Southern, Stanly endure wackiness

PJ WARD-BROWN/SALISBURY POST Southern Rowan Tyler Sides Concord  on May 22,2013.
PJ WARD-BROWN/SALISBURY POST Southern Rowan Tyler Sides Concord on May 22,2013.

LANDIS — Rain poured at the South Rowan field Sunday night, and sitting in a mostly dry home dugout, umpire Mike Thompson had time to tell the one about the hog that poked his snout through a hole in an outfield fence and swallowed an extra-base hit.

“The umpire’s ruling was an inside-the-pork home run,” punch-lined Thompson, the only one with his sense of humor still intact after a gully-washer Friday and a long day of miserable madness on Sunday afternoon — and night.


The final verdict on the Southern-Stanly County finale fiasco was that it never happened, that it was just some sort of bad dream from both teams eating too much pizza before bedtime — although South made two relatively costly trips to Stanly, while Stanly made one to South, and the bills for those travels will be very real.

“It’s all very frustrating,” Southern Rowan catcher Bryson Prugh said. “But this is how it plays out sometimes. You never know about the weather.”

“Mother Nature,” added SR outfielder Tyler Fuller, “can be pretty mean.”

Southern Rowan and Stanly have been battling for a while to determine the No. 2 and No. 3 seeds in the Southeastern Conference in the Southern Division of Area III. No. 2 and No. 3 face each other in the first round, but home field in a best-of-five series matters. It definitely matters to SR, which is 8-3 at home as opposed to 5-5 on the road.

Southern (5-2) will be No. 2. Stanly (4-3) will be No. 3.

The final day of this regular season was supposed to be June 28. That was clearly spelled out in the preseason ground rules.

Unfortunately, when Southern played at Stanly on June 28, weather intervened. SR led 9-0 in the fourth, but the game was not yet official when play was halted.

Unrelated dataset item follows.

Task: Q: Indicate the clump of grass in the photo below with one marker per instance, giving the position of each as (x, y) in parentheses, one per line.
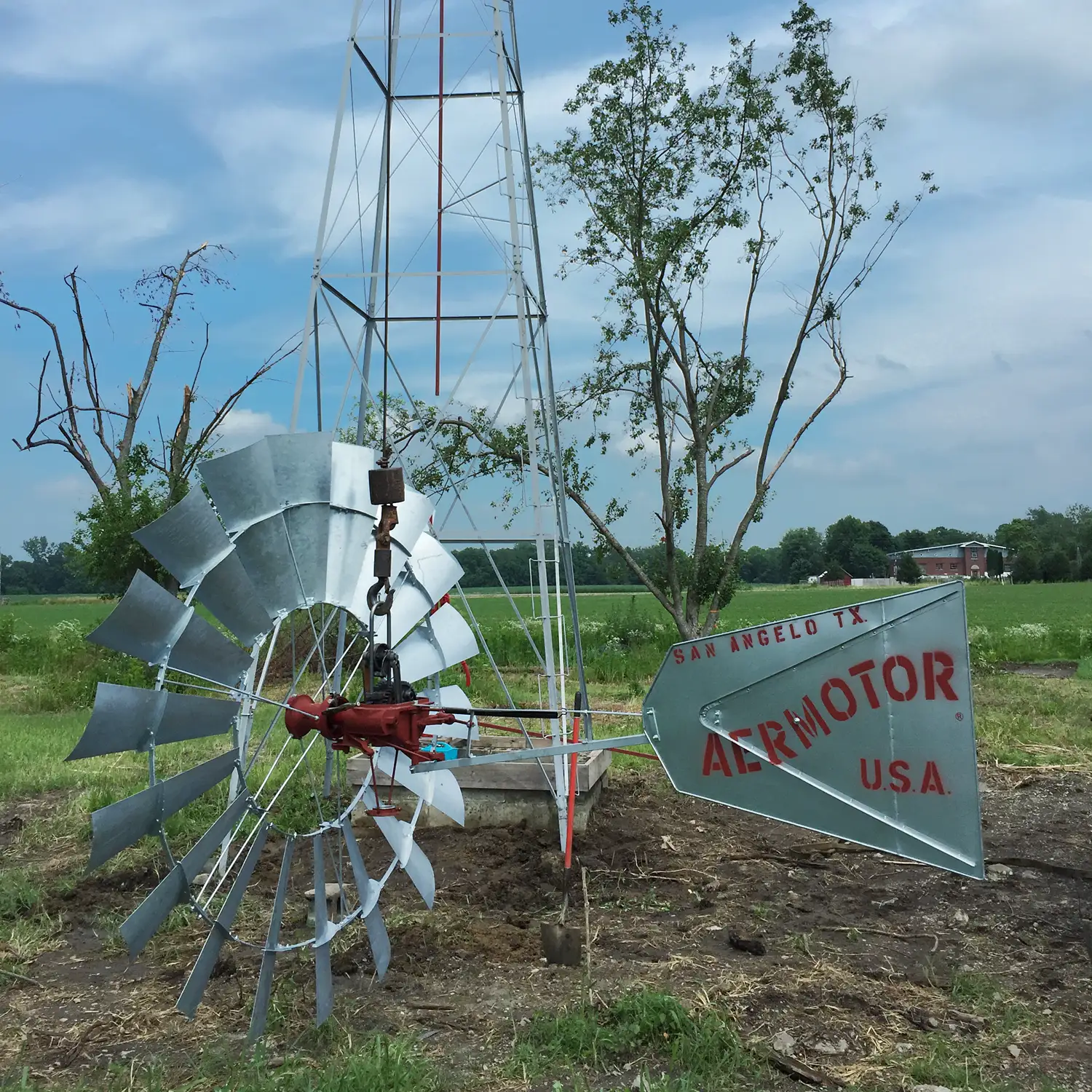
(644, 1026)
(20, 893)
(381, 1064)
(60, 668)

At that point, the rules were tweaked to allow a game later than June 28, with the thinking being that Stanly and Southern should settle things on the field.

A shred of doubt lingered about the No. 2 and No. 3 seeds because if Stanly beat Southern Rowan, the teams would then be tied in the conference standings and would have split their meetings.

The relevant tiebreaker was runs allowed in conference games. Southern had an eight-run edge there, so Stanly not only had to win, it had to pound SR by eight runs to force a coin flip for the seed or by nine runs to claim No. 2 outright.

It was an unlikely scenario, at best, because SR hasn’t lost to anyone this season by as many as eight runs.

Still, the teams were set to duel at Stanly at 1 p.m. Sunday to settle things. That plan failed badly. It was raining at already saturated Montgomery Park by 1, and the game never got under way. By 3, the field was deemed unplayable, and the venue was switched to the South Rowan field, with first pitch at 6 p.m.

The teams managed 2/12 innings at SR, with Stanly up 1-0 when lightning stopped play. Rain followed. Then more lightning. Then more rain. At 8 p.m., with the field deteriorating, coaches and umpires admitted it was hopeless.

“Both teams tried in good faith to play and made every effort,” umpire J.T. Bost said. “We just couldn’t do it.”

Common sense finally prevailed, with commissioner Jim Lippard ruling the teams would not have to attempt to play the game today.

No forfeits. No fines. No anything. Officially, the ill-fated contest simply never happened, although soaked fans might disagree.

“It’s kind of disheartening,” said SR coach Ben Hampton, whose team will host Stanly in a playoff game Tuesday if the weather cooperates. “You want to play all the games, and the umpires, coaches and players did everything anyone could do. But you can’t risk injuries, and what both these teams need most right now is a day off. Now we’ll get that.”

The most notable moment on Sunday night was SR hurler Tyler Sides redefining the term taking one for the team when a bug flew in his mouth.

“I wasn’t sure whether to throw up or to try to swallow it,” explained Sides, who could not identify the species. “So I just swallowed it.”

Almost everything about Sunday was hard to swallow.